As well as Van Gestel, in recent years the Sydney panel has lost two officials who would likely have been in line for progression through the ranks, former deputy Wade Birch and rising star Troy Vassallo, but not to Hong Kong; they are now one-two at Greyhound Racing NSW.

Kim Kelly would be a seamless swap for Van Gestel – especially with his trusted lieutenant Railton already in place – but after more than two decades in Hong Kong, 13 in the demanding top job, there might not be a realistic offer that could lure him from a well-deserved retirement in his home state of Queensland.

An appointment like Kelly would not solve the issue at hand though. There is a sense that while prize money grows in New South Wales, the key foundations of integrity, staffing, infrastructure and planning are being neglected.

To be clear, direct, like-for-like comparisons between Hong Kong and New South Wales are unfair. The chief steward position in Hong Kong is a high pressure role; ensuring racing with the biggest per-race betting pools in the world is run safely and fairly. However, the monster betting returns mean those integrity efforts are better resourced than anywhere else in the world. There are two tracks, 88 race meetings, a tick over 800 races held and 22 trainers operating out of two highly controlled locations with club-employed vets.

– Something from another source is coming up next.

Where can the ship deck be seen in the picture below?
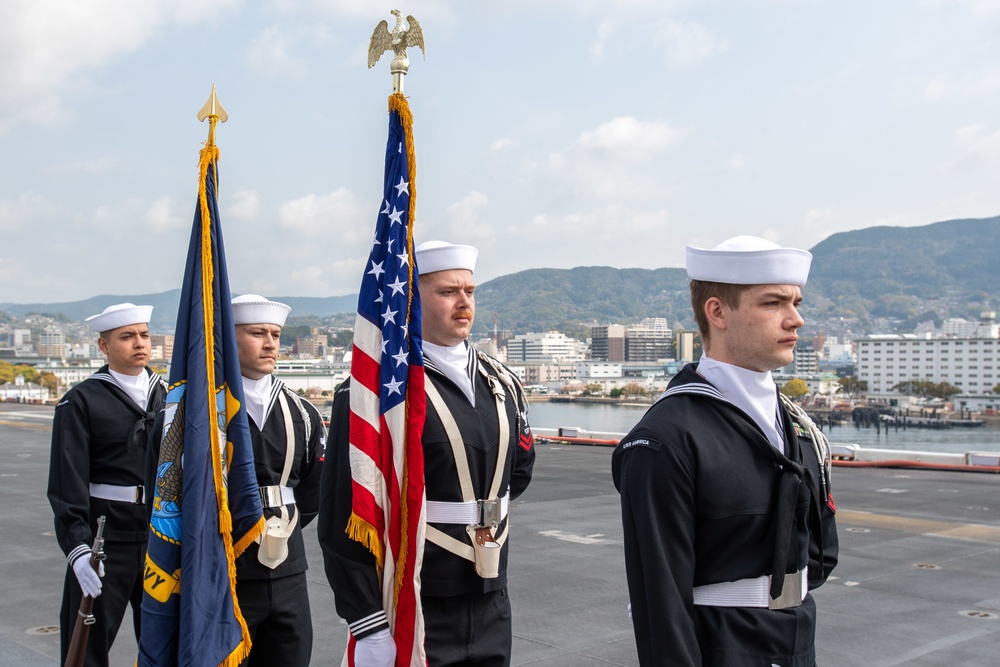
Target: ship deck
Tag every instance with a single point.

New South Wales has 112 racetracks, holds more than 5,000 races per year and has around 1,000 trainers scattered around the state.

It’s a very different challenge than the role played by Kelly in Hong Kong and the breadth of it highlights the vulnerability of New South Wales if it is to let resourcing of stewarding slip.

When costs are cut and resources are stretched, standards will invariably slide.

 

John Schreck pictured in Hong Kong in 2002. (Photo by Dickson Lee/South China Morning Post via Getty Images)

The role of media in holding both participants and officials to account is also under threat; newsrooms have been gutted, and genuine racing coverage deprioritised. Journalists spend more time on form and tipping and less time in the stewards rooms that they were once a fixture in, notepad in hand.

If officials want an example of why well-resourced integrity – including training and succession plans – they only need to look at the same greyhound authority that has poached two of its leading lights.

In 2015 Greyhound Racing New South Wales was rocked by a live-baiting scandal exposed by investigative journalists, which was followed by a state government inquiry and ultimately, an attempted ban of the sport.

Greyhound racing survived and with an emphasis on regulation it has returned to rude wagering health. That in turn has allowed it to lure stewards from racing to chasing.

On Saturday, an advertisement for applications for the role of trainee steward appeared on the Racing NSW website. Hopefully for racing in the state – and the proven HKJC steward pathway – it is a sign that executives can see its importance.